The story, when it’s pieced together, seems a bureaucratic version of a door-slamming French farce. President Clinton, his National Security Adviser, Anthony Lake, and Deputy Secretary of State Strobe Talbott meet aboard Air Force One — it is April 27, 1994, and they are returning, aptly, from Nixon’s funeral — and decide to instruct Ambassador Galbraith to say he has “no instructions” regarding the Iranian shipments. No one mentions this to the Director of Central Intelligence or to the Secretary of Defense. C.I.A. officers monitoring arms traffic soon begin to suspect that — shades of Iran-Contra! — someone is conducting a covert operation without the Agency’s knowledge. Meanwhile, in the fall of 1994, Assistant Secretary of State Richard Holbrooke drafts a program whereby Turkey, Pakistan, and Saudi Arabia would replace Iran as the main arms suppliers to the Bosnians. Holbrooke’s program — which would have greatly reduced the Iranian presence in Bosnia — is finally rejected by Lake and Secretary of State Warren Christopher, who fear angering the Europeans.
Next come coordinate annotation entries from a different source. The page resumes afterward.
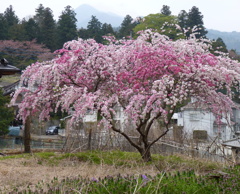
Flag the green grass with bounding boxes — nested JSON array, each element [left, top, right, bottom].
[[0, 151, 223, 171], [0, 151, 236, 194], [1, 74, 20, 83], [7, 168, 240, 194]]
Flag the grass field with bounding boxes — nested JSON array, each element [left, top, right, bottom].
[[0, 151, 240, 193]]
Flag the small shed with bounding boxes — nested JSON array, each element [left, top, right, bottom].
[[222, 137, 240, 164]]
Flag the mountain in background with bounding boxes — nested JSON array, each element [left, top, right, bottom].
[[75, 4, 240, 54], [74, 4, 124, 28], [207, 29, 240, 54]]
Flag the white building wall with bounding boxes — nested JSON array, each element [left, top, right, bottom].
[[182, 110, 215, 136]]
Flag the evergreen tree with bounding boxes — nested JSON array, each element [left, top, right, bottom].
[[102, 23, 114, 35], [8, 24, 27, 41], [78, 28, 90, 40], [161, 5, 172, 16], [22, 18, 39, 41], [187, 6, 207, 38], [0, 13, 8, 40], [87, 16, 103, 43], [178, 10, 188, 29], [0, 89, 14, 136], [4, 5, 19, 39], [118, 15, 136, 38], [57, 6, 77, 48], [133, 13, 184, 40], [212, 38, 228, 56], [41, 7, 57, 51], [33, 4, 45, 43]]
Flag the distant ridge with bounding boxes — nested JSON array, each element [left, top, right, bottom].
[[74, 4, 124, 28], [207, 29, 240, 54]]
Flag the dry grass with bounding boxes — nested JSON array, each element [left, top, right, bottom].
[[0, 152, 157, 191], [0, 152, 225, 191]]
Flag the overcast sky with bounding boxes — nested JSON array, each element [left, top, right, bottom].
[[0, 0, 240, 32]]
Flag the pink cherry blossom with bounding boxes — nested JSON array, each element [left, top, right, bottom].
[[12, 30, 240, 160]]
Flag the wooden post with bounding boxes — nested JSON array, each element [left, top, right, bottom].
[[24, 117, 31, 153]]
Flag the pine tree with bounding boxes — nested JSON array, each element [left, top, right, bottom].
[[22, 18, 39, 41], [87, 16, 103, 43], [161, 5, 172, 16], [102, 23, 114, 35], [118, 15, 136, 38], [4, 5, 19, 39], [33, 4, 45, 43], [187, 6, 207, 38], [0, 13, 8, 40], [0, 89, 14, 136], [41, 7, 57, 51], [178, 10, 188, 29], [57, 6, 77, 48]]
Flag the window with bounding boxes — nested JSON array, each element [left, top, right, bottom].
[[189, 112, 200, 121]]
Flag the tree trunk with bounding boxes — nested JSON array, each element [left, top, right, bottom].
[[140, 149, 152, 162], [24, 117, 31, 153], [88, 128, 92, 150]]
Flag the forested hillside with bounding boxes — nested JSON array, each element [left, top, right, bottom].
[[0, 4, 240, 69], [207, 29, 240, 54]]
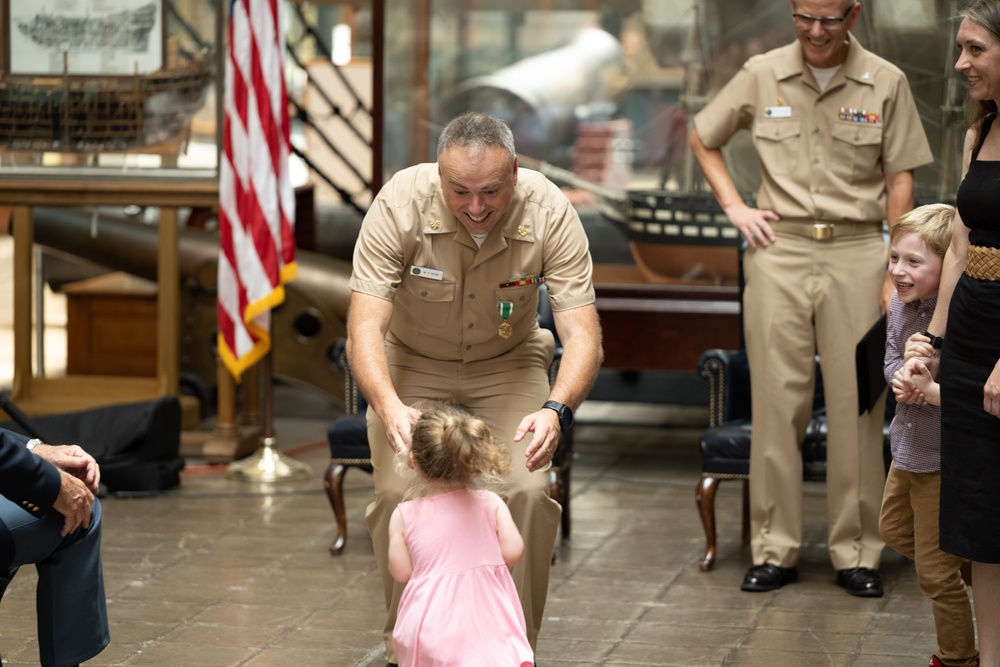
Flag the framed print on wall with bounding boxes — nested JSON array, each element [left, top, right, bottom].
[[3, 0, 165, 76]]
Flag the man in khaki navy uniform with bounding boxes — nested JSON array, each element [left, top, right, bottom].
[[347, 113, 603, 664], [0, 428, 111, 667], [691, 0, 932, 597]]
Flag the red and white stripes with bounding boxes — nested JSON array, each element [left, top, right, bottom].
[[218, 0, 295, 380]]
But the Bosnians, excited by Holbrooke’s idea, are chattering on about it, and the C.I.A. is listening. Finally, Ambassador Galbraith, in a discussion with his (by now highly suspicious) C.I.A. station chief, manages to leave the impression that he himself is indeed “in the loop” on the Iranian shipments. The C.I.A. man reports this to Langley, and James Woolsey, the Director of Central Intelligence, takes the matter to the White House, whereupon Lake, who helped initiate the policy in the first place, orders a formal investigation by the President’s Intelligence Oversight Board. Six months later, the board apparently concludes — the report has not been released, though Congress is demanding it — that nothing illegal has been done, and the White House is guilty only of “excessive secrecy.” And thus, in this political season, the scandal begins.
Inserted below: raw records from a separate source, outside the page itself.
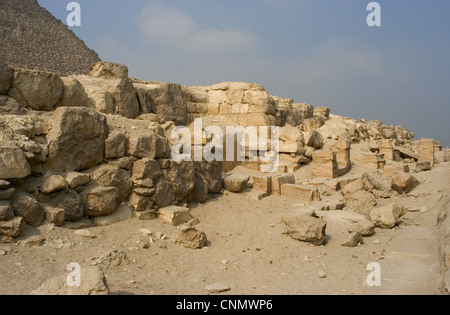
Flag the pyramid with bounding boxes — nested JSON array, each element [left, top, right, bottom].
[[0, 0, 101, 75]]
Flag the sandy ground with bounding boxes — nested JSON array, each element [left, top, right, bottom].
[[0, 163, 450, 295]]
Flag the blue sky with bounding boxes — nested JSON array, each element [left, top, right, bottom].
[[39, 0, 450, 146]]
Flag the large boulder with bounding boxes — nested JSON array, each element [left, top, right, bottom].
[[81, 186, 120, 217], [46, 107, 108, 172], [0, 62, 13, 95], [9, 69, 64, 111], [128, 131, 170, 159], [0, 95, 26, 115], [90, 62, 139, 119], [284, 215, 327, 246], [60, 77, 89, 107], [370, 204, 404, 229], [50, 189, 84, 222], [31, 267, 110, 295], [134, 82, 188, 126], [223, 174, 250, 193], [0, 217, 23, 237], [92, 165, 133, 201], [13, 195, 45, 227], [0, 141, 31, 179]]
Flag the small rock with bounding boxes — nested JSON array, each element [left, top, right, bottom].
[[139, 229, 153, 236], [74, 230, 95, 238], [206, 283, 231, 294]]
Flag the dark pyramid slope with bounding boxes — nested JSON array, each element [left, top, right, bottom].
[[0, 0, 100, 75]]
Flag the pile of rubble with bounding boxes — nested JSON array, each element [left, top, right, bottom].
[[0, 62, 449, 252]]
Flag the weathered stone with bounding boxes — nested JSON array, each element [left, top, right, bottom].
[[312, 151, 339, 179], [419, 139, 435, 166], [392, 172, 420, 194], [60, 77, 89, 107], [0, 217, 23, 237], [151, 178, 175, 208], [362, 172, 392, 192], [133, 159, 162, 181], [91, 203, 133, 226], [128, 131, 170, 159], [159, 206, 194, 226], [31, 267, 109, 295], [44, 206, 66, 226], [342, 178, 364, 195], [13, 195, 45, 227], [50, 190, 83, 222], [316, 211, 375, 236], [105, 132, 128, 159], [0, 95, 26, 115], [283, 215, 327, 246], [40, 175, 67, 194], [223, 174, 250, 193], [253, 176, 272, 196], [9, 69, 64, 111], [0, 200, 14, 221], [281, 184, 320, 202], [92, 165, 133, 201], [383, 163, 409, 177], [370, 204, 404, 229], [341, 232, 364, 247], [165, 161, 195, 201], [344, 190, 377, 216], [0, 141, 31, 179], [272, 174, 295, 195], [66, 172, 91, 189], [0, 61, 13, 95], [134, 82, 188, 126], [129, 193, 153, 212], [176, 226, 207, 249], [0, 188, 16, 201], [90, 62, 139, 119], [46, 107, 108, 172], [81, 187, 120, 217], [414, 161, 433, 173], [314, 107, 330, 118]]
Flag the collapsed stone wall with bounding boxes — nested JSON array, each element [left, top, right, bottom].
[[0, 62, 445, 242]]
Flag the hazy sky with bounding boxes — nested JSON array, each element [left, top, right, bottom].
[[39, 0, 450, 146]]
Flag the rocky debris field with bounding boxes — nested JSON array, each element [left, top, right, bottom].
[[0, 62, 450, 294]]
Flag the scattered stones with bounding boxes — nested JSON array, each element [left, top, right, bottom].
[[40, 175, 67, 194], [283, 215, 327, 246], [159, 206, 194, 226], [31, 267, 110, 295], [341, 232, 364, 247], [370, 204, 404, 229], [206, 283, 231, 294], [176, 226, 207, 249], [223, 174, 250, 193]]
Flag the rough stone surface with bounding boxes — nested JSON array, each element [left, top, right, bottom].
[[0, 141, 31, 179], [40, 175, 67, 194], [13, 195, 45, 227], [9, 69, 64, 111], [284, 215, 327, 246], [392, 172, 420, 194], [223, 174, 250, 193], [370, 204, 404, 229], [31, 267, 110, 295], [176, 226, 207, 249], [81, 187, 120, 217], [0, 217, 23, 237], [159, 207, 194, 226], [46, 107, 108, 172]]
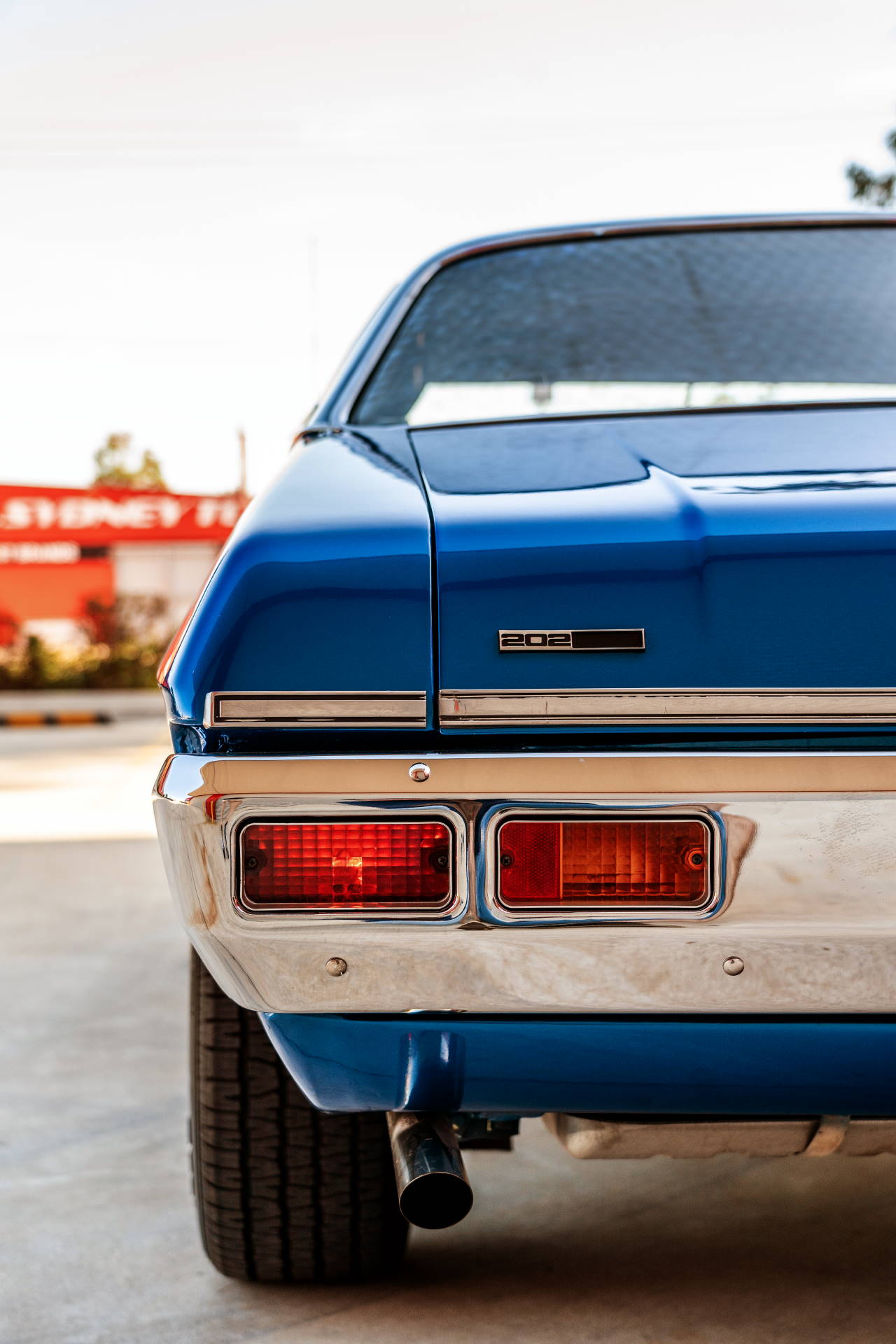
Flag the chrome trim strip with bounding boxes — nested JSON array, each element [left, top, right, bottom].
[[156, 751, 896, 802], [482, 802, 725, 927], [440, 687, 896, 729], [203, 691, 426, 729]]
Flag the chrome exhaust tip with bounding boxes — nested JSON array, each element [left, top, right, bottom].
[[386, 1110, 473, 1228]]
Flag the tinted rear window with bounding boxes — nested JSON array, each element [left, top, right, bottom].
[[352, 226, 896, 425]]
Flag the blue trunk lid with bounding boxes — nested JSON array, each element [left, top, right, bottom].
[[411, 406, 896, 691]]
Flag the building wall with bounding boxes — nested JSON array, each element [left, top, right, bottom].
[[110, 542, 220, 628]]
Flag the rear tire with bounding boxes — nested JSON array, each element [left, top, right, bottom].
[[191, 951, 407, 1284]]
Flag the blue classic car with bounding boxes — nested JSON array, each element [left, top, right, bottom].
[[156, 215, 896, 1281]]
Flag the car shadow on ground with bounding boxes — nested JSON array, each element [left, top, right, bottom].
[[215, 1130, 896, 1344]]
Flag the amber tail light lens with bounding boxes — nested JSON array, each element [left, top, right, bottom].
[[241, 821, 451, 914], [498, 818, 710, 910]]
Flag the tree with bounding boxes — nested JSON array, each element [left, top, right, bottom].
[[92, 434, 168, 491], [846, 130, 896, 210]]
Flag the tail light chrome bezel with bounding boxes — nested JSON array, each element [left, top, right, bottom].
[[481, 802, 728, 925], [230, 801, 469, 926]]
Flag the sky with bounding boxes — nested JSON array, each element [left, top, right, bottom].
[[0, 0, 896, 492]]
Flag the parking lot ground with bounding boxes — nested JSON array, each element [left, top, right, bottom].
[[0, 722, 896, 1344]]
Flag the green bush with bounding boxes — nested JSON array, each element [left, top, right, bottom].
[[0, 598, 168, 691]]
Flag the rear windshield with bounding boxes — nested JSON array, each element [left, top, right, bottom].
[[352, 226, 896, 425]]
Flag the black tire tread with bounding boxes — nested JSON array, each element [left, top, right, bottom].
[[191, 951, 407, 1284]]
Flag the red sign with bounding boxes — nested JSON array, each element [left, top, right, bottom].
[[0, 485, 246, 542]]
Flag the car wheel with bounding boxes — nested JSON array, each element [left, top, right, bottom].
[[191, 951, 407, 1284]]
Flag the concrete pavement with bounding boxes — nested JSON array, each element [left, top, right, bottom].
[[0, 722, 896, 1344]]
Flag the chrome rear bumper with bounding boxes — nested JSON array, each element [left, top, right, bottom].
[[156, 752, 896, 1014]]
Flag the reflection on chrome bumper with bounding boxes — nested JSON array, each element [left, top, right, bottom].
[[156, 752, 896, 1014]]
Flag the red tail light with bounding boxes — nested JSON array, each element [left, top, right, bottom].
[[498, 818, 710, 910], [241, 821, 451, 914]]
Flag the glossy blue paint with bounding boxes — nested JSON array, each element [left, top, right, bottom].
[[262, 1014, 896, 1116], [168, 430, 433, 723], [411, 406, 896, 691]]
One hears in this odd tale a faint echo of an earlier time, when the perversion of national-security bureaucracies rendered them impotent to carry out their duties. The President keeps vital information from his intelligence chief and his Defense Secretary; the C.I.A. spends its time tracking what it believes to be rogue covert activities, and then tattles to the White House. Meanwhile, a plan to replace Iranian arms with arms from friendlier sources is rejected because it might anger the Europeans. And, beneath the layers of hypocrisy in the burgeoning scandal, this last seems the saddest. After all the hearings and debates and trials over covert action and public disclosure and hypocrisy in high places, when an occasion arises in which the intelligence bureaucracy might serve some useful function, it — and the national-security agencies around and above it — find themselves too choked by the ghosts of scandals and controversies past to do anything of much use.